Diego Velázquez – Venere e Cupido- Anno 1648 circa – Olio su tela
Misure 122,5*175 cm – National Gallery,Londra

Venere e Cupido di Diego Velázquez, tela nota anche con il nome di Venere di Rokeby, dal nome del luogo in cui si trovava la collezione privata che ne ha detenuto la proprietà nel corso dell’Ottocento (Rokeby Park, nello Yorkshire)

Nel XVII secolo nel nudo artistico i corpi non servivano più a rappresentare l’ideale etereo ed equilibrato di bellezza, ma per la prima volta iniziavano ad entrare in scena la malizia, il fascino e la seduzione.

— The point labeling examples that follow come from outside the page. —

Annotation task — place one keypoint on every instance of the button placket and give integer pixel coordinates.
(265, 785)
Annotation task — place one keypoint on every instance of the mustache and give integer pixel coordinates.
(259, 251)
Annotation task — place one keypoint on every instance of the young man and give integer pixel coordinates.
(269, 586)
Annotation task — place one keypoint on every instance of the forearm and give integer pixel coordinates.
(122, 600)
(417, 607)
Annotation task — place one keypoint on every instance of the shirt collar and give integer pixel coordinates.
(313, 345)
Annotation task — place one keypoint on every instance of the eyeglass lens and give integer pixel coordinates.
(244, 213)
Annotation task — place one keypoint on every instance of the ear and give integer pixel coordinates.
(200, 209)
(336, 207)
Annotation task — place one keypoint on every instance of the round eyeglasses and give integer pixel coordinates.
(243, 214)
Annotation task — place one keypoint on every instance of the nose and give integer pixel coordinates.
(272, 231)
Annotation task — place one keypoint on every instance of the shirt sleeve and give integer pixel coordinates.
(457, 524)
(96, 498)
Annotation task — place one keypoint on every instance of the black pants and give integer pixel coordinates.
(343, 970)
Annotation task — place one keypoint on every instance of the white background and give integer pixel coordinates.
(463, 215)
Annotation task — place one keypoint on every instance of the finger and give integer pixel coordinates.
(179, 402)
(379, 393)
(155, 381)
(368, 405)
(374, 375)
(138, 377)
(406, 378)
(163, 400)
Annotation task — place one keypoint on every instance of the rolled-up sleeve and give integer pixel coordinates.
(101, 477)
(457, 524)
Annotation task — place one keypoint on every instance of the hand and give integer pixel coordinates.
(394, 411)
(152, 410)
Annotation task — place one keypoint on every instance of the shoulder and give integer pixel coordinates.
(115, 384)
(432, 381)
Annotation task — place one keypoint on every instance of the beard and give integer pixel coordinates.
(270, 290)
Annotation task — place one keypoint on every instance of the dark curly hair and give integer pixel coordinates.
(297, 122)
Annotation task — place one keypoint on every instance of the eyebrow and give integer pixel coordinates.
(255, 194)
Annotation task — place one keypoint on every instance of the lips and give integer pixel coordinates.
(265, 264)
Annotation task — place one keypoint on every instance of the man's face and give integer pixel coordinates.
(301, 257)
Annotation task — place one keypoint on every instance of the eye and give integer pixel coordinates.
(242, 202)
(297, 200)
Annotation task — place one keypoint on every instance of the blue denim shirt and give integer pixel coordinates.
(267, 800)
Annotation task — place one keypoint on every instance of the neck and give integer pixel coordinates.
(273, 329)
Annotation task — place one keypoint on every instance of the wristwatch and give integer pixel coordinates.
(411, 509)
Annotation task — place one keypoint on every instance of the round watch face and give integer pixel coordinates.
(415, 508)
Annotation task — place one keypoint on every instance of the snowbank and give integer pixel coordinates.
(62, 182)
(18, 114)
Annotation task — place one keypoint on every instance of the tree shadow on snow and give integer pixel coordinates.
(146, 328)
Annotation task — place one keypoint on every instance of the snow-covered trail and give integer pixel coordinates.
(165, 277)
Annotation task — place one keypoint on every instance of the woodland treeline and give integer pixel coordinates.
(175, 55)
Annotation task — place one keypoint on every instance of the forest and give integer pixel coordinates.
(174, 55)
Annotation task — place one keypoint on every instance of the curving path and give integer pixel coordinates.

L’opera venne realizzata all’incirca nel 1648 per dei collezionisti privati. Nella Spagna segnata dalla Controriforma era infatti impossibile che un quadro del genere girasse liberamente, e anzi si pensa che gli stessi proprietari ne abbiano occultato a lungo il possesso nei loro inventari, proprio per non correre rischi.
Infatti, per vedere un altro nudo artistico di quella forza, in terra iberica, si sarebbe dovuto attendere la Maja desnuda di Goya, realizzata nell’anno 1800, centocinquant’anni dopo.

Venere vi viene rappresentata senza i simboli a cui era di solito associata, rivolta di schiena, a mostrare languidamente il lato b allo spettatore. Davanti a lei c’è il figlio Cupido che le regge uno specchio, attraverso il quale possiamo vederla in faccia. Il suo viso però non è delineato chiaramente.
Il tema è quindi quello sì della bellezza, ma anche della vanità, o meglio ancora dell’egocentrismo. La sfocatura del volto e le pieghe delle lenzuola ci permettono però di concentrarci sul corpo, a differenza di quanto avveniva in altri quadri simili realizzati in quei tempi da Rubens e altri.

Nel 1914 il dipinto, esposto alla National Gallery, subì un pesante atto di vandalismo. Una suffragetta di nome Mary Richardson riuscì ad infliggervi alcuni squarci con un coltello, per protestare contro l’arresto, avvenuto la sera prima, della leader del movimento Emmeline Pankhurst.

Lo fece, disse, perché non gradiva «il modo in cui gli uomini guardavano l’opera a bocca spalancata tutto il giorno». Per fortuna il quadro fu poi perfettamente restaurato.